A Blockchain based Federated Learning for Message Dissemination in Vehicular Networks
This addresses road safety issues in vehicular networks by improving emergency message dissemination, though it is incremental as it combines existing technologies like blockchain and federated learning.
The paper tackles message dissemination challenges in vehicular networks by proposing a blockchain-assisted federated learning solution, which reduces time delay by 65.2%, improves message delivery rate by at least 8.2%, and enhances privacy compared to other blockchain approaches.
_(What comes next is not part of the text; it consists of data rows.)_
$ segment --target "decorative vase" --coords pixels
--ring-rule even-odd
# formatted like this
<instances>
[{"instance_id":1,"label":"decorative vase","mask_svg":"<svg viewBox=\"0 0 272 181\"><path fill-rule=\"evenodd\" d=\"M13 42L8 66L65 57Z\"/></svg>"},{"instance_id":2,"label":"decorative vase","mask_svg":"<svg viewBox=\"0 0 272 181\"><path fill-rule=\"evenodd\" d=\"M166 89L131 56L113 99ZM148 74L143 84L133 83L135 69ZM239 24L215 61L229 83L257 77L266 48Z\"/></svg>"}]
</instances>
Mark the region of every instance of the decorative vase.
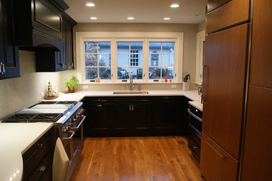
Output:
<instances>
[{"instance_id":1,"label":"decorative vase","mask_svg":"<svg viewBox=\"0 0 272 181\"><path fill-rule=\"evenodd\" d=\"M74 88L72 89L70 87L68 86L68 92L73 92L74 91Z\"/></svg>"}]
</instances>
Message exchange among vehicles plays an important role in ensuring road safety. Emergency message dissemination is usually carried out by broadcasting. However, high vehicle density and mobility usually lead to challenges in message dissemination such as broadcasting storm and low probability of packet reception. This paper proposes a federated learning based blockchain-assisted message dissemination solution. Similar to the incentive-based Proof-of-Work consensus in blockchain, vehicles compete to become a relay node (miner) by processing the proposed Proof-of-Federated-Learning (PoFL) consensus which is embedded in the smart contract of blockchain. Both theoretical and practical analysis of the proposed solution are provided. Specifically, the proposed blockchain based federated learning results in more number of vehicles uploading their models in a given time, which can potentially lead to a more accurate model in less time as compared to the same solution without using blockchain. It also outperforms the other blockchain approaches for message dissemination by reducing 65.2% of time delay in consensus, improving at least 8.2% message delivery rate and preserving privacy of neighbor vehicle more efficiently. The economic model to incentivize vehicles participating in federated learning and message dissemination is further analyzed using Stackelberg game model.